The nurses' union said the patient had been transferred to Royal Inland Hospital from a forensic facility just two weeks before the attack.
"While at forensics, he was required to have four staff members on duty, at least three of them male. After his arrest, the patient’s behaviour was so difficult, staff from the jail requested he be sent back to Hillside," said Dhillon.
"The next day he was returned, once additional staffing was secured," she said.
Nurses are working short, caring for patients that even the jail can't handle- Tracy Quewezance, BCNU regional chair
Union regional chair Tracy Quewezance said the Interior Health Authority needs to increase staff levels.
“Nurses are working short, caring for patients that even the jail can’t handle.
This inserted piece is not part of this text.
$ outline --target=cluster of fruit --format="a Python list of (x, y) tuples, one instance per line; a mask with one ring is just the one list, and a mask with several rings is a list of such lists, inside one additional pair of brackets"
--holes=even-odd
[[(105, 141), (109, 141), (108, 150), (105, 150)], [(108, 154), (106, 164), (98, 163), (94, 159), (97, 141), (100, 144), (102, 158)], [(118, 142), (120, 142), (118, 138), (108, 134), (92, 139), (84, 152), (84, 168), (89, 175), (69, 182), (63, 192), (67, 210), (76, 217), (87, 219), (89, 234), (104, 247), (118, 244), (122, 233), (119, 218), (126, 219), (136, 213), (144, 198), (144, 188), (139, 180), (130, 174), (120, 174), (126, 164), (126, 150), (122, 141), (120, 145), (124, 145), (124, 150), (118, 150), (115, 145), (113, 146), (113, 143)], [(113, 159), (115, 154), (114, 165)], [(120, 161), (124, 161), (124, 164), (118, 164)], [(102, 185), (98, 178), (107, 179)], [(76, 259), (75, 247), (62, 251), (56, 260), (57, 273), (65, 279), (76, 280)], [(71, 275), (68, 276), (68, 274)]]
A young nurse has been severely traumatized. She’ll never go back there. It could have been a lot worse,” she said.
The Interior Health Authority said the 47-bed Hillside Centre is a psychiatric centre that deals with clients with complex medical and psychiatric issues.
Interior Health Regional Director for Tertiary Mental Health Sandy da Silva said Hillside Centre was fully staffed on the night of the incident.
The health authority is conducting a full investigation, that will include the level of staffing, said da Silva.
"We will look at what happened, was this an incident that could have be prevented in any way? How could it have been prevented? And then we will move on from there," she said.
Not the first interior attack
Hillside Centre has a history of being sent violent patients from other institutions. In two separate cases of dementia patients accused of attacking and killing fellow patients, both were sent to Hillside.
This June, 79-year-old Jack Shippobotham sustained injuries from an attack by another patient resulting in a broken hip and nose. He died of those injuries three weeks later.
John Furman, a 95-year-old war veteran, is facing charges for allegedly killing his 85-year-old roommate at a residential care home in Vernon, B.C., in August. The crown attorney said Furman has advanced Alzheimer's disease and is undergoing a psychiatric assessment.